The economic feasibility was analyzed over a 16-year period, which includes one year for plant construction. Total permanent investment (TPI) of capital into the project is approximately $294 MM with a working capital requirement of $31.58 MM. In order to achieve a 12.5% investor’s rate of return (IRR) the selling price of methanol is calculated to be $1.56/gal. Returns on investment (ROI) and corresponding payback period are 15.4% and 6.5 years respectively. The net present value (NPV) at the end of the first year is $203.02 MM. Given a market price of $1.13/gallon, the process is not economically viable given the current economic conditions.

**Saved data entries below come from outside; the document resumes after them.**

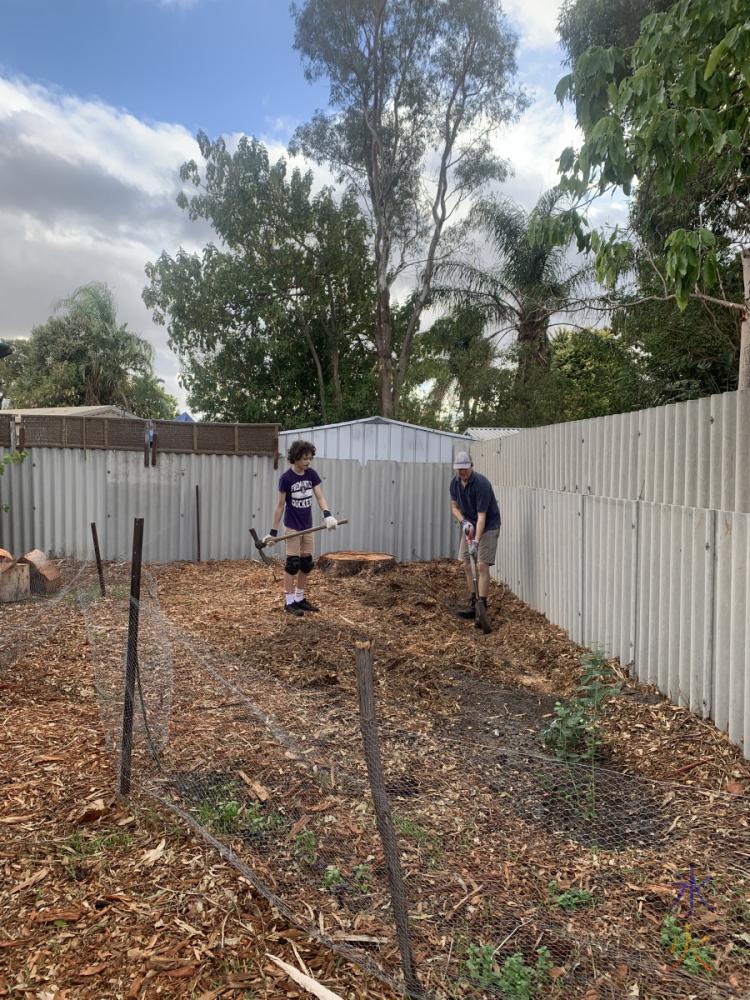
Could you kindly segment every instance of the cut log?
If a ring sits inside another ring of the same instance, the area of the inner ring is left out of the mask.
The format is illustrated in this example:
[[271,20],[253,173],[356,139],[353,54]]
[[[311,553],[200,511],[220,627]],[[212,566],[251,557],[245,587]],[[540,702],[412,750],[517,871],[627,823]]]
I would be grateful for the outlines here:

ACKNOWLEDGEMENTS: DR. ALAN WEIMER of the University of Colorado assisted with the solar reactor and chemical process modeling
High Temperature Wire Design & Economic Feasibility
In this project a scale up study and profitability analysis is conducted for the manufacture of high temperature wire. High temperature wire has numerous applications such as in geothermal environments and is generally used in motors, furnaces, ovens, and high intensity lights.
The economic scale up study is carried out through three plant capacities: pilot (50,000 feet per year), pre-production (500,000 feet per year), and production (1-25 million feet per year). The smallest three capacities are completed in the first few years of plant operation, building up to the largest scale by the third year. The plant will be housed in a pre-existing facility in Atlanta, Georgia, and profitability analyses have been performed to determine the selling cost per foot of wire after incorporating material cost, utility use, equipment requirements, and other miscellaneous costs and investments.
Based on the analysis, the plant should run eight hours per day, seven days per week. This schedule necessitates sixteen production lines of equipment to meet the demand of 25M feet per year. The economic feasibility was studied over a 20-year period which includes one year for plant design and two years for the smaller scale productions. Total permanent investment of capital into the project is approximately $3.6M with a working capital $299K requirement. In order to achieve a 16% investor’s rate of return, the selling price of the insulated wire is $0.22 per foot. Returns on investment and corresponding payback period are 19.8% and 5.0 years, respectively. The net present value at the end of each year is $4.66M. The higher initial capital investment required for a shorter work day is compensated over time and results in a higher return on investment.